PREZZI. Fipe propone agli associati il cappuccino a prezzo bloccato

Cappuccino a prezzo bloccato per quattro mesi: è la proposta della Fipe, la Federazione Italiana Pubblici Esercizi, che chiede ai propri associati di bloccare i prezzi di caffè e cappuccini, tramezzini, insalate e lieviti a partire dal prossimo novembre. La campagna sarà su base volontaria e sarà presentata dalla Fipe mercoledì 15 ottobre a Roma. All’incontro parteciperà Mister Prezzi, Antonio Lirosi.

L’iniziativa intende fronteggiare gli aumenti che nell’ultimo anno sono arrivati al 4% per il caffè e al 5% per i cornetti, bombe e lieviti in generale, spiegano dalla Confcommercio. "Un invito che speriamo venga raccolto in massa dai nostri associati – commenta il direttore generale di Fipe Edi Sommariva – Sappiamo che non aggiornare i listini da adesso per quattro mesi, quindi feste natalizie comprese, può essere impegnativo per i nostri associati. Si tratta di un esperimento per vedere come reagiscono i consumatori. Inoltre, anche se non abbiamo certo la pretesa di cambiare la vita ai cittadini, crediamo che il nostro possa essere un piccolo contributo a rasserenare gli animi".

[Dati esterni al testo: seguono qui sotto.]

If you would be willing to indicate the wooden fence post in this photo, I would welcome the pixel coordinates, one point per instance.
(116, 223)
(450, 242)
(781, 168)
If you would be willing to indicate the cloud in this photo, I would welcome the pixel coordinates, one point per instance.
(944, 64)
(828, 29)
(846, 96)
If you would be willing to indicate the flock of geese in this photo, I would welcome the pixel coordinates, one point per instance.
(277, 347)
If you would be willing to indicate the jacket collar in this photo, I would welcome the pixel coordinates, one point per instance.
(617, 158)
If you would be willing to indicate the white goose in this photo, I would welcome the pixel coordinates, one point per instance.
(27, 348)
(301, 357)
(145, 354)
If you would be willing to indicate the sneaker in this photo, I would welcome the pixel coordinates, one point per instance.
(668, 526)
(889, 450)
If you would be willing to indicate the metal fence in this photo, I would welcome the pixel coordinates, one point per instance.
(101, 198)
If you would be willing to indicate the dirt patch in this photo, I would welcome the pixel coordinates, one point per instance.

I prezzi non saranno uniformati per cui rimarranno le differenze fra le diverse città. La Fipe fa riferimento al diverso comportamento dei consumatori rilevato da un sondaggio Fipe-Axis del giugno scorso: a fronte di un calo della frequentazione dei bar da parte del 41,5% del campione rispetto all’anno precedente, gli intervistati hanno risposto che il motivo principale risiede nel minor possesso di denaro (24,5%), nella necessità di risparmiare (22%) e nell’aver cambiato le proprie abitudini (10%).

Comments are closed.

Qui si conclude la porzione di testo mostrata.